Satellites are helping Wetlands International to protect and restore mangroves.
After the 2004 Indian Ocean tsunami, the non-profit organisation discovered that many lives had been spared in area which had been protected by mangroves. Wetlands International gained a little help from space in scaling up its work protecting and restoring these vital habitats and complex ecosystems with images from the European Space Agency’s Copernicus Sentinel-1 and -2 satellites. The Sentinel missions carry a range of technologies, such as radar and multi-spectral imaging instruments for land, ocean and atmospheric monitoring.
Mangroves make up just a small proportion of the world’s forest but are home to fish, shellfish, birds and mammals. They store more carbon per hectare than rainforests and protect coastal communities from extreme weather. Wetlands International discovered they were able to reduce the destructive force of a tsunami by up to 90 per cent.
Lammert Hilarides, an information manager at Wetlands International explained: “After the 2004 tsunami we saw that areas with intact mangroves suffered far fewer deaths and less damage than those with lost or damaged mangroves.”
Between 1996 and 2016, around 6.6 per cent of mangroves were lost worldwide.

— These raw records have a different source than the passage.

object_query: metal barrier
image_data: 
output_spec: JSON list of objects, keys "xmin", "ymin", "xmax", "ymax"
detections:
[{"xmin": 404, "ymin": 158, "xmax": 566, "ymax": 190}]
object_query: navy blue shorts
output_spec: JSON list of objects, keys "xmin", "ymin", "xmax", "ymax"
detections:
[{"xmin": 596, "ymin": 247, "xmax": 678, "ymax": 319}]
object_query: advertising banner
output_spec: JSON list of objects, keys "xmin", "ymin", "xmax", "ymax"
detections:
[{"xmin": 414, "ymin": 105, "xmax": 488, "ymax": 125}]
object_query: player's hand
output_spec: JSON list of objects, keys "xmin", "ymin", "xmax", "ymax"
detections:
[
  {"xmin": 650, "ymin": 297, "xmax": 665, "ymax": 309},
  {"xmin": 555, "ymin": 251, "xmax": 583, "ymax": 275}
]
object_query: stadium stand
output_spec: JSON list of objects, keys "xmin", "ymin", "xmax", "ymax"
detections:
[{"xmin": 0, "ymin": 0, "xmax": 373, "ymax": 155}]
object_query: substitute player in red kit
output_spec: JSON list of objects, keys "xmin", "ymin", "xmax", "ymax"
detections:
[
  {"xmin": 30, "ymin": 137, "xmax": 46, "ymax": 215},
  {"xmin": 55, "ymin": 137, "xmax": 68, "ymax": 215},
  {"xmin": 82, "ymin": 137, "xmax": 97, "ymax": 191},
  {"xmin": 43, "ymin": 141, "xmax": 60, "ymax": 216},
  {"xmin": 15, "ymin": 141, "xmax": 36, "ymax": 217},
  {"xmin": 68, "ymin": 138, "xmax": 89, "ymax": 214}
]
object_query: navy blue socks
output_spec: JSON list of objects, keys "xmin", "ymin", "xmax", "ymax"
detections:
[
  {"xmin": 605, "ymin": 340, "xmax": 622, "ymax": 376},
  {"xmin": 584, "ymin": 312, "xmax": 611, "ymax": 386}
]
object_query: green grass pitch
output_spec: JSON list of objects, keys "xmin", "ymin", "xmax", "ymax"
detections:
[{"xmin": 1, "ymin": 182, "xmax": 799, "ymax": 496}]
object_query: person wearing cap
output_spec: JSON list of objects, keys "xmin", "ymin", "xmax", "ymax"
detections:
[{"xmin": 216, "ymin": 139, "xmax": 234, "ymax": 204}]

This was down from 1 per cent per year in the 1980s.
Mangroves under pressure from climate change
“Historically, the biggest risk that mangroves face is from conversion to agriculture on the land side, and to aquaculture on the sea side,” said Hilarides. “But there is also growing pressure from climate change, with rising sea levels starting to overwhelm mangroves and changing rainfall patterns causing some to die off because of a lack of fresh water.”
An online platform called Global Mangrove Watch is providing remote sensing data and tools for coastal and park managers, conservationists, policymakers and practitioners to respond by pinpointing the causes of local mangrove loss and tracking restoration progress.
Together with Aberystwyth University and soloEO, Wetlands International is a key partner in Global Mangrove Watch. Hilarides explained how the platform works: “We use satellite data to produce a map of all the mangroves around the world once a year. It currently goes to 2016 but later this year we will release maps up to 2020.”
“Change alerts” help detect destruction
The platform enables park managers, conservationists and policymakers to detect destruction and stop it in time. The information is passed on immediately through alerts.
“We also use data from the Sentinel-1 and -2 and Landsat 8 satellites to provide what we call ‘change alerts’ for Africa.” said Hilarides. “The Sentinels reimage the same location every few days, so once a month we compare their new images with a baseline map. We send out alerts if we see a difference in mangrove cover.”
The current baseline map was built using 2010 data from the US Landsat and Japanese ALOS satellites and the team is updating it using 2021 data from the Copernicus Sentinels. Higher resolution data from the satellites will give the new map a resolution of just 10 metres, compared to the current 25 metres resolution.
Change alerts have already been used to catalyse action: “Our change alerts currently cover Africa, but we will soon be providing them for five of the most mangrove-rich countries, including Mexico and Indonesia. We hope that the alerts will be available for the whole world in the next couple of years.”
Hilarides added: “I want to emphasise how happy we are with the Sentinel images. They are free, high resolution, and available almost immediately after they are taken. This means that we can act quickly to protect and recover mangroves worldwide.”